То был последний диагноз пана доктора Штрасса в нашем местечке.
Потом я узнал, что в Терезине его повесили. Ни за что. Просто не поздоровался с каким-то эсэсовцем. У него всегда был слабый голос, и я слышу его до сих пор, когда уже те сильные, здоровые, воинственные голоса исчезли в презрении времени.

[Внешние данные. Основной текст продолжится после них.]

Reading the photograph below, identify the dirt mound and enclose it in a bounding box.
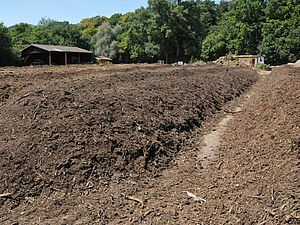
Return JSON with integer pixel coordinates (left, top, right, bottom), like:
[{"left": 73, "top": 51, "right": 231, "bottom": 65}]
[
  {"left": 214, "top": 56, "right": 246, "bottom": 67},
  {"left": 75, "top": 65, "right": 299, "bottom": 225},
  {"left": 133, "top": 65, "right": 298, "bottom": 224},
  {"left": 214, "top": 66, "right": 299, "bottom": 223},
  {"left": 0, "top": 63, "right": 258, "bottom": 223},
  {"left": 294, "top": 59, "right": 300, "bottom": 67}
]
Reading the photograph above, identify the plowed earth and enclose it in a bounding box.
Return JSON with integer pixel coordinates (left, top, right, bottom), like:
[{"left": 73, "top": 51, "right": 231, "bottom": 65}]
[{"left": 0, "top": 63, "right": 297, "bottom": 224}]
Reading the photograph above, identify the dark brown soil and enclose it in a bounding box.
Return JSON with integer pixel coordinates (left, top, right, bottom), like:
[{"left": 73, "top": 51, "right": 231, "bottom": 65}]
[{"left": 1, "top": 63, "right": 295, "bottom": 224}]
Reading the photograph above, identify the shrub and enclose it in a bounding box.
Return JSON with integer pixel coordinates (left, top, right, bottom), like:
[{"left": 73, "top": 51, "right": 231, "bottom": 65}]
[
  {"left": 190, "top": 61, "right": 206, "bottom": 66},
  {"left": 254, "top": 63, "right": 270, "bottom": 71}
]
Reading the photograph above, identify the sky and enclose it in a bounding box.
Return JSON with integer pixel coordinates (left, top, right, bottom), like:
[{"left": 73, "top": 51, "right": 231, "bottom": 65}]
[{"left": 0, "top": 0, "right": 221, "bottom": 27}]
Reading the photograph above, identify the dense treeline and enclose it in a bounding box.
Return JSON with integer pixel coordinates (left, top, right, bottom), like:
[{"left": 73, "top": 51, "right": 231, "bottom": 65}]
[
  {"left": 0, "top": 23, "right": 16, "bottom": 66},
  {"left": 0, "top": 0, "right": 299, "bottom": 66}
]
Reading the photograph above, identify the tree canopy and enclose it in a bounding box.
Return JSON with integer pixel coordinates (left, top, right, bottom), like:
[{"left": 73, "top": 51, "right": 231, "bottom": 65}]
[
  {"left": 0, "top": 23, "right": 15, "bottom": 66},
  {"left": 93, "top": 22, "right": 122, "bottom": 59},
  {"left": 0, "top": 0, "right": 299, "bottom": 66}
]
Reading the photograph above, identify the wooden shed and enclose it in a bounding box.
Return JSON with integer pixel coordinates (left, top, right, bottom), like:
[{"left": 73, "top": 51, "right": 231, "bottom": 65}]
[
  {"left": 233, "top": 55, "right": 264, "bottom": 67},
  {"left": 21, "top": 44, "right": 93, "bottom": 66}
]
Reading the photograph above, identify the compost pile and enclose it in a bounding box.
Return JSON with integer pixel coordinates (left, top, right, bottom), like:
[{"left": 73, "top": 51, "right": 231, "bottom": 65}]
[
  {"left": 0, "top": 63, "right": 258, "bottom": 223},
  {"left": 211, "top": 65, "right": 300, "bottom": 224},
  {"left": 118, "top": 65, "right": 298, "bottom": 225},
  {"left": 214, "top": 56, "right": 246, "bottom": 67}
]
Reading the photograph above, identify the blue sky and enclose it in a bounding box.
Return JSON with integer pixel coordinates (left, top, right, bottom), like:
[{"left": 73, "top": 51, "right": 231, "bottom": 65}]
[{"left": 1, "top": 0, "right": 221, "bottom": 26}]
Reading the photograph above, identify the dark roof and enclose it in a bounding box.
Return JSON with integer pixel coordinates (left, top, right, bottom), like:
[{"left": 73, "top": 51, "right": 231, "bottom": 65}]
[{"left": 22, "top": 44, "right": 93, "bottom": 54}]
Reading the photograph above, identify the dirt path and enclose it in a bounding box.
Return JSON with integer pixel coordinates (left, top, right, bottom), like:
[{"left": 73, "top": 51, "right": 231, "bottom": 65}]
[
  {"left": 198, "top": 104, "right": 242, "bottom": 167},
  {"left": 198, "top": 70, "right": 270, "bottom": 168}
]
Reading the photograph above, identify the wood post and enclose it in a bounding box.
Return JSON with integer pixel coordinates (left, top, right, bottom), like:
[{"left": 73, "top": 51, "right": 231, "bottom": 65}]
[
  {"left": 65, "top": 52, "right": 68, "bottom": 65},
  {"left": 78, "top": 54, "right": 80, "bottom": 64},
  {"left": 49, "top": 52, "right": 52, "bottom": 66}
]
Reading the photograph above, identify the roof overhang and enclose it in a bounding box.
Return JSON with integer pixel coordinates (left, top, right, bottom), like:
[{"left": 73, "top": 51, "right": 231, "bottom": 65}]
[
  {"left": 21, "top": 44, "right": 93, "bottom": 54},
  {"left": 96, "top": 56, "right": 112, "bottom": 61},
  {"left": 233, "top": 55, "right": 261, "bottom": 58}
]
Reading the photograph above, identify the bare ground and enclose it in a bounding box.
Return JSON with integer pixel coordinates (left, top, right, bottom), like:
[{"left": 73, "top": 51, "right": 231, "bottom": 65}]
[{"left": 0, "top": 64, "right": 299, "bottom": 224}]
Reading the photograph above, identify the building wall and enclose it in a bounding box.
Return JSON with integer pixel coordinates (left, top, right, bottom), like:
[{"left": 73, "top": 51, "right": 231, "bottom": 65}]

Но этого он тогда, в субботу утром, еще не знал. Он не проводил ее даже к двери, она пошла одна. Только его жена проводила ее, но всего лишь до угла на улице. Дальше – боялась.
– У меня ведь на пальто была желтая звезда, и было мне пятнадцать лет, – рассказывала Ребекка. – Нет – четырнадцать лет и три месяца. До Выставки от нас было всего пять минут. Даже меньше. И я знала, что меня там убьют. Пусть не именно там, но стоит мне туда прийти, как все будет кончено. Я шла, стараясь растянуть эти последние пять минут, чтобы они длились как можно дольше. Это как с операцией, на которую тебя везут, только гораздо хуже. Но когда тебя везут на операцию, ты можешь себе представить, как тебя будут везти назад – и все кончится. Здесь же – нет. Я знала, что, когда все кончится, я стану мертвой еврейкой. Разве что зубы золотые не вырвут, потому что у меня их нет. Но я еще не знала тогда, что они вырывают у мертвых золотые зубы. Тогда еще не знала.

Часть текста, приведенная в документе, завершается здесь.